To some extent this is inevitable in business. Every great business is entrepreneurial. Every great business has one leader, one vision, one direction, one strategy. Most businesses get in trouble when their entrepreneur leaves. IBM did. Apple did. Microsoft is in the process of doing that. Smart companies, like General Electric, choose new entrepreneurs carefully, and give them time to put their new visions in place. The GE of Reginald Jones was different from that of Jack Welch is different from that of Jeffrey Immelt (right).
But while strong leadership is imperative in business, you also need a great team. You need great people to implement your policies, to market your products, to guarantee customer satisfaction, and to retain good employees. If a business makes all its personnel decisions based exclusively on loyalty to the boss, that business is doomed.

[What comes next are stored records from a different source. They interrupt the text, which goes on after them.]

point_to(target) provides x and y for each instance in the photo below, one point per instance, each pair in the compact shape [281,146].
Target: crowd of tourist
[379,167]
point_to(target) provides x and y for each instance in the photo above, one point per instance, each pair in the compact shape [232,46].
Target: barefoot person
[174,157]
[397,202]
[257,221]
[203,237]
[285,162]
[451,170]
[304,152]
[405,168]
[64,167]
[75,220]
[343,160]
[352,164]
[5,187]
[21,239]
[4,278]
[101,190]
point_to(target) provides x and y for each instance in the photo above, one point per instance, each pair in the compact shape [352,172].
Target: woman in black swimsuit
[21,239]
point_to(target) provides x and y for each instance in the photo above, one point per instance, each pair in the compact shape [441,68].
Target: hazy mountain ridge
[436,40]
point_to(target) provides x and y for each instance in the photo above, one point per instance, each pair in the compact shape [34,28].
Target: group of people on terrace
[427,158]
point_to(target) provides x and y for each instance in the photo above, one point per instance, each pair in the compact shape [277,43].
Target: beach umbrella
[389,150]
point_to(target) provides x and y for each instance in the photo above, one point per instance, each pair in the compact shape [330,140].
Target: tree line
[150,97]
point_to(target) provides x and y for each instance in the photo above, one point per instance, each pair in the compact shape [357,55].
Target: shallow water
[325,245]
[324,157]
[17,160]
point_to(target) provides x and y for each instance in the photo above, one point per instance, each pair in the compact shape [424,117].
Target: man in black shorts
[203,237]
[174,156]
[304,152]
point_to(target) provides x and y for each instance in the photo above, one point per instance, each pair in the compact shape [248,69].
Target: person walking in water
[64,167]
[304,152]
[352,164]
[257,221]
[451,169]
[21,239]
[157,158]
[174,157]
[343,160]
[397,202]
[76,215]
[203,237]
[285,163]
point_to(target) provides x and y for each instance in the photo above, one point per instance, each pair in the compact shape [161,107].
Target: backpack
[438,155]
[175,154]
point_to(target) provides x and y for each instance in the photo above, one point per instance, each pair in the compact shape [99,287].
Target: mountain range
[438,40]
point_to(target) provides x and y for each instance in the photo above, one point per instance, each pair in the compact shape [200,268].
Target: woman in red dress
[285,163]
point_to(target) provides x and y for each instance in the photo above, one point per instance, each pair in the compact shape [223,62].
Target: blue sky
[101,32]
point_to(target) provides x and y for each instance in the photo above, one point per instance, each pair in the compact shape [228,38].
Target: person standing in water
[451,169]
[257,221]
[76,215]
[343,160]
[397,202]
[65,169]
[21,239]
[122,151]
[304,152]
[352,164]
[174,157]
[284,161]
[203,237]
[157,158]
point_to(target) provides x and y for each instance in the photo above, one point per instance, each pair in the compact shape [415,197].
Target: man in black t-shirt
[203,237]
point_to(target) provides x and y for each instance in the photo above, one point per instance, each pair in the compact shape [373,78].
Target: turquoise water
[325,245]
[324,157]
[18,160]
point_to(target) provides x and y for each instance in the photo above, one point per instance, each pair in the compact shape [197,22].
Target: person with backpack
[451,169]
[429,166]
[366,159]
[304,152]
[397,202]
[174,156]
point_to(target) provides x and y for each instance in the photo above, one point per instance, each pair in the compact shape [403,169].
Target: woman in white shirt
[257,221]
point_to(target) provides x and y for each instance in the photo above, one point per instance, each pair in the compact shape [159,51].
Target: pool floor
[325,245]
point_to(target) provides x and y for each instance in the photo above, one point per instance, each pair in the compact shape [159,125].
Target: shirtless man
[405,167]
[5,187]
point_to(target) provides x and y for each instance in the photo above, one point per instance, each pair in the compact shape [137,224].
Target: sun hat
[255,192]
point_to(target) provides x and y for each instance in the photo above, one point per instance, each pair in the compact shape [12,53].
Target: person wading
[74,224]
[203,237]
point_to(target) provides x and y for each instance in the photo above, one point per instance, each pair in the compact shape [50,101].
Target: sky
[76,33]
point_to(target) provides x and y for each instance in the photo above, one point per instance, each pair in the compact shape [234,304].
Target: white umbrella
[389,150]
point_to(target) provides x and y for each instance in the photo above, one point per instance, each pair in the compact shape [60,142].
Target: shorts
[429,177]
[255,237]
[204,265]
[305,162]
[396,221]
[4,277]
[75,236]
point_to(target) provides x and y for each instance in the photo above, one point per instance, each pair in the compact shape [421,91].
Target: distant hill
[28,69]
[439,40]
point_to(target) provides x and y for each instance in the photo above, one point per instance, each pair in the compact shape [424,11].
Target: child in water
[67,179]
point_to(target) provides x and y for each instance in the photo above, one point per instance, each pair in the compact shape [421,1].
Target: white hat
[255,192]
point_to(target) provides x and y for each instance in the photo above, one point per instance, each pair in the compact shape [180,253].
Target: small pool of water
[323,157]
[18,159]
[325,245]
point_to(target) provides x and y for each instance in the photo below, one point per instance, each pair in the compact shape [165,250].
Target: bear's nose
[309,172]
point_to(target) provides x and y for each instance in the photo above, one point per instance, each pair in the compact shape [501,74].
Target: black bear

That is precisely what has happened to the U.S. government these last
(nearly) 7 years. Loyalty to the party trumps loyalty to the job, and
loyalty to the President trumps everything. How are you going to get
things done right in that environment? If everyone is afraid to speak
up, if the apparatchiks with no brains are constantly on the look-out
for signs of disloyalty, so they can grab more power for themselves,
your entire structure loses its flexibility, and quickly ages into dust.
That’s what happened to the Soviet Union. That’s what Bush is doing to us.
The terrifying lesson of our time is that everyone, at every level of government, can be subjected
to blackmail, and can be made to shut up. Generals’ pensions can be
threatened. The chairman of the Federal Reserve can be isolated. Congress can be intimidated.
But the cost is high, and it’s not limited to the time an Administration of this type is in office.
That’s the real lesson of this Administration. It’s not the stupidity
of George Bush. It’s not the cupidity of those around him. It’s not
even the scandals, the mind-numbing theft which still continues. It’s
not even the destruction of our constitutional rights.
All of these things have the same aim in mind, an autocratic system in
which the decider guy’s will is law. And all of these things have the
same impact, making us increasingly dependent on one brain. On Bush’s
After this era is over, after Bush and his ilk are pushed out the door,
this government will have to be rebuilt. This system
will have to be re-built . The Constitution will have
to be amended to guarantee this kind of evil never comes back again.
Not just because it’s wrong.
Because it’s stupid. It’s inefficient. It doesn’t deliver. It doesn’t work.
Maybe this was the intent of some ideologues like Grover Norquist.
Don’t just make government small enough to drown in a bathtub. Make it
old and stupid enough so it will fall into the bathtub and drown
After we drown Grover Norquist (figuratively), we’re going to have to
rebuild everything about our system. We’re going to have to flush
hundreds of thousands of sycophants and ideologues out of the system —
many of whom will be insisting on the same civil service protections
they destroyed to get in the door. It’s going to be brutal, it will be
the task of decades, but it has to be done.